Noel Cabangon goes trippin’ with ‘Byahe’

UNIVERSAL Records yesterday hosted a media launch for Noel Cabangon’s new album, Byahe—the first of a two-record deal.

It may be amusing to see how the bulk of Cabangon’s fans (he prefers to call them his “followers”) at ’70s Bistro—where he spent a long residency as the folk-rock club’s Wednesday attraction—would react to the new album.

In an e-mail interview with the Inquirer on Monday, Cabangon described Byahe as “revisiting the OPM classics of the ’70s and ’80s,” with songs like Kahit Maputi Na Ang Buhok Ko, Pinay and Kay Ganda Ng Ating Musika in the lineup.

As Cabangon put it, he was “given the freedom to work on the songs” as befits his acoustic sound. He likes the songs, in the first place. “Kahit Maputi is very appropriate for my age. I grew up singing Pinay and it even became part of my repertoire as a folk singer. “Kay Ganda encapsulates the whole album,” he said.

And that’s just icing on the cake.
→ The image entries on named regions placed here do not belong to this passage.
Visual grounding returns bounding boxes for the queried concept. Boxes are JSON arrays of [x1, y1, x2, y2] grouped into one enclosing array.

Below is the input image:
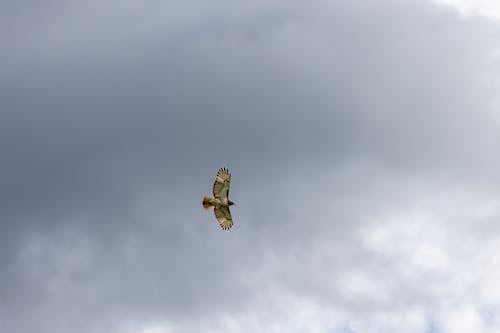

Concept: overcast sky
[[0, 0, 500, 333]]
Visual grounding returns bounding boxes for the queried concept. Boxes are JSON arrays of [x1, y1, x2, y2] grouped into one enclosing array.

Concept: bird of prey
[[203, 168, 234, 230]]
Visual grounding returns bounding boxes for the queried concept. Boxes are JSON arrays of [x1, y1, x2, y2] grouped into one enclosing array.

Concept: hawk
[[203, 168, 234, 230]]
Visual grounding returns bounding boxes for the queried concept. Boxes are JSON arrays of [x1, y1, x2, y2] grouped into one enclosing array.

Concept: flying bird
[[203, 168, 234, 230]]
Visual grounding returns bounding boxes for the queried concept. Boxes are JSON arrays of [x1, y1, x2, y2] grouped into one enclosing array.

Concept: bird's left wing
[[214, 206, 233, 230], [213, 168, 231, 200]]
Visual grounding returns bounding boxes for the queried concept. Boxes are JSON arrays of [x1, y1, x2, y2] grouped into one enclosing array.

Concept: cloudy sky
[[0, 0, 500, 333]]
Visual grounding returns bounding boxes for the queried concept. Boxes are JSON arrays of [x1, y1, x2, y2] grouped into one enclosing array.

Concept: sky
[[0, 0, 500, 333]]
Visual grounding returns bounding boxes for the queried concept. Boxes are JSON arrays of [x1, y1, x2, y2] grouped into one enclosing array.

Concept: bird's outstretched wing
[[213, 168, 231, 201], [214, 206, 233, 230]]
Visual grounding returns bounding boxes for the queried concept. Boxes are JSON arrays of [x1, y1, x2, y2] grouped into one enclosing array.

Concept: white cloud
[[432, 0, 500, 20]]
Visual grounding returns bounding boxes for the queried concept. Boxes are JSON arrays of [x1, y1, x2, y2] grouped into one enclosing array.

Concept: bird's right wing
[[214, 206, 233, 230]]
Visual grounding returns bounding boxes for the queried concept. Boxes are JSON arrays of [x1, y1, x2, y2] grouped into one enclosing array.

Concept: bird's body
[[202, 168, 234, 230]]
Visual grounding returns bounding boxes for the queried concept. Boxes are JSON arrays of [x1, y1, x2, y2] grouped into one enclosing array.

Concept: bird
[[202, 168, 234, 230]]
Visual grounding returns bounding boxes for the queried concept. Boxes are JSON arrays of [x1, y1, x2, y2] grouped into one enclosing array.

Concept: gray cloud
[[0, 1, 500, 332]]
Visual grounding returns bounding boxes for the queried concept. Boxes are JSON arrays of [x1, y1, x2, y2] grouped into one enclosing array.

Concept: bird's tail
[[202, 197, 213, 209]]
There’s also a remake of Tao, arguably the greatest Pinoy rock ballad of all time, which Cabangon decided to cover because “I haven’t heard of a male version of the song.”
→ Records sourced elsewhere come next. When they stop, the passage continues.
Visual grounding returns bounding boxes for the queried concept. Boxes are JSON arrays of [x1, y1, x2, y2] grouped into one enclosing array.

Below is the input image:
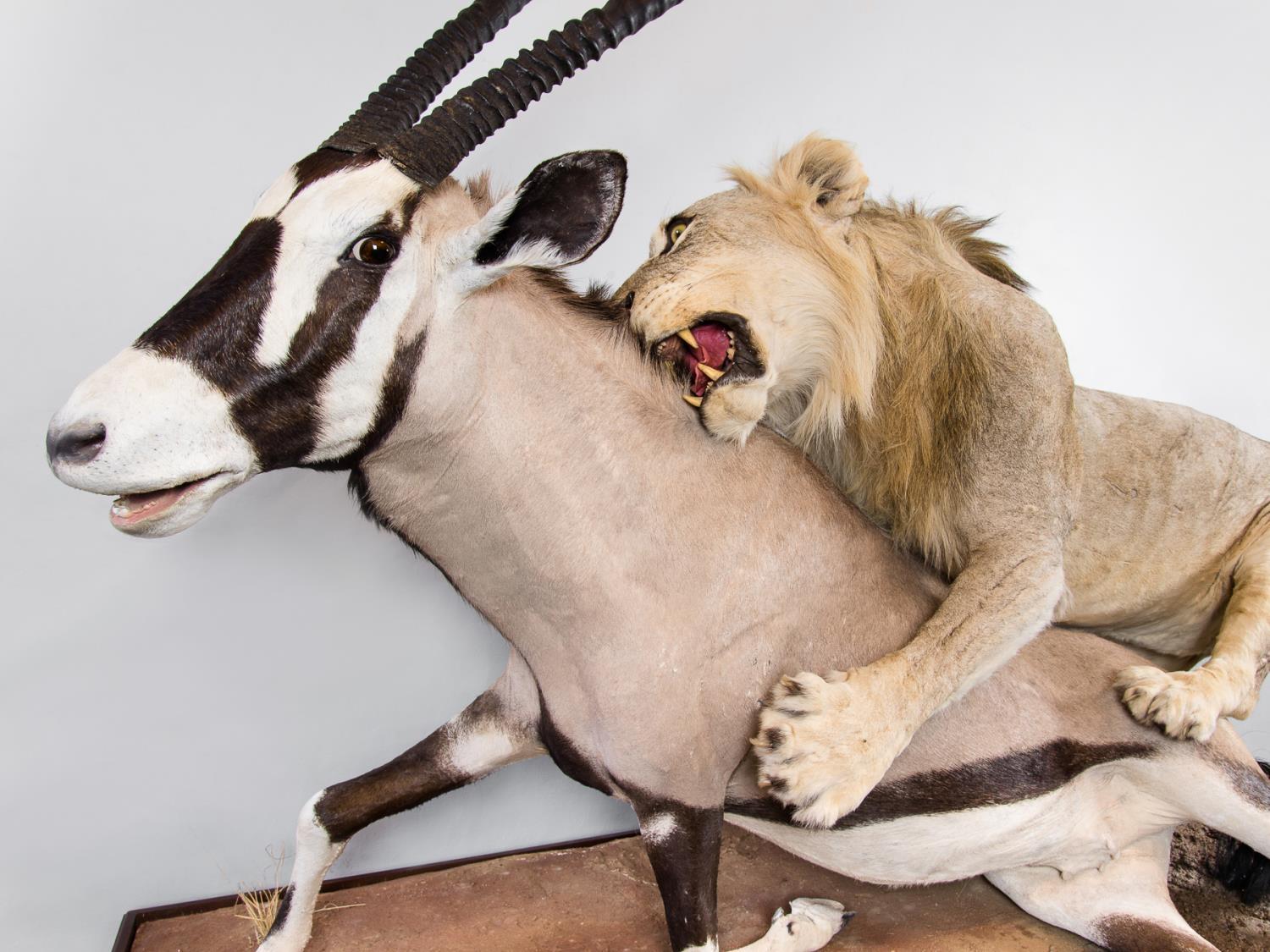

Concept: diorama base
[[116, 828, 1270, 952]]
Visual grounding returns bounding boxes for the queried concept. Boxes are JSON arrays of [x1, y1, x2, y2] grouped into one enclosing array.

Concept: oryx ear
[[771, 136, 869, 221], [472, 151, 627, 279]]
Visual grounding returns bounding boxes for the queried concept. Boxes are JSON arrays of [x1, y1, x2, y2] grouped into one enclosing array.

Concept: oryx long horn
[[378, 0, 680, 185], [323, 0, 528, 152]]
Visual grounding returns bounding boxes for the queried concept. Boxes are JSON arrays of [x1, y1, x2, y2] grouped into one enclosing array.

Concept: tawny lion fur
[[619, 136, 1270, 824]]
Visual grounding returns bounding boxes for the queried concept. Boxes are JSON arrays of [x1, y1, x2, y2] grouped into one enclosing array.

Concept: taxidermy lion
[[619, 137, 1270, 827]]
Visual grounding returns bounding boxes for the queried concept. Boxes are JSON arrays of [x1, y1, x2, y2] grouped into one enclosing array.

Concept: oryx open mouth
[[111, 472, 230, 530], [652, 314, 764, 408]]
Now, this is where his followers would rejoice: Imagine a new version of Kanlungan, one of the loveliest odes to the environment (written by Cabangon’s former band mate in Buklod, Rom Dongeto, later given new life in a McDonald’s TV commercial), as a duet with Imago’s Aia de Leon; and still another interpretation of Dito Sa Kanto with Parokya ni Edgar’s Chito Miranda joining in on vocals.

Cabangon noted that a new composition, Ang Buhay Nga Naman (theme song of the Oscar-bound indie film Ded Na Si Lolo), is likewise in the new album.